Os países do G7 anunciaram uma meta estratégica para limitar a dependência de qualquer nação individual a 60% das importações de minerais críticos até 2030, com o objetivo de reduzir a exposição ao mercado chinês para 50% no futuro. A decisão reflete a preocupação com a segurança das cadeias de suprimentos globais, visto que a China controla cerca de 70% do refino de minerais essenciais para tecnologias de ponta e defesa. Ao diversificar as fontes de suprimento, o bloco pretende mitigar riscos geopolíticos e garantir a resiliência de setores estratégicos.

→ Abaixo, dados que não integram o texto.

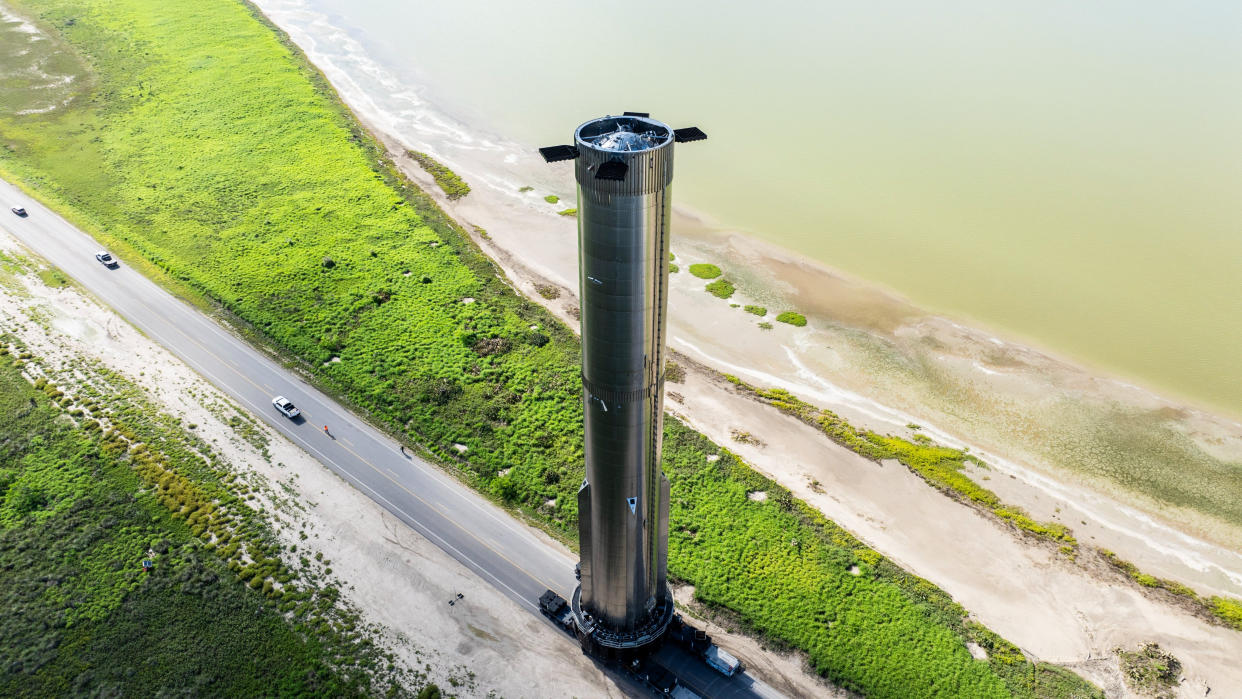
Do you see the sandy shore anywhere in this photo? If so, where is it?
[239,13,1242,697]
[0,231,625,699]
[372,127,1242,697]
[258,0,1242,596]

Para viabilizar essa transição, o G7 firmou uma nova aliança estratégica focada na coordenação de estoques e na criação de uma plataforma de monitoramento, que contará com o papel ampliado da Agência Internacional de Energia. A iniciativa busca maior integração entre os países membros para assegurar o fornecimento desses recursos. Contudo, analistas alertam que a implementação da medida enfrenta desafios significativos, incluindo custos elevados, barreiras regulatórias e complexidades ambientais inerentes à mineração e ao processamento desses recursos em novos mercados.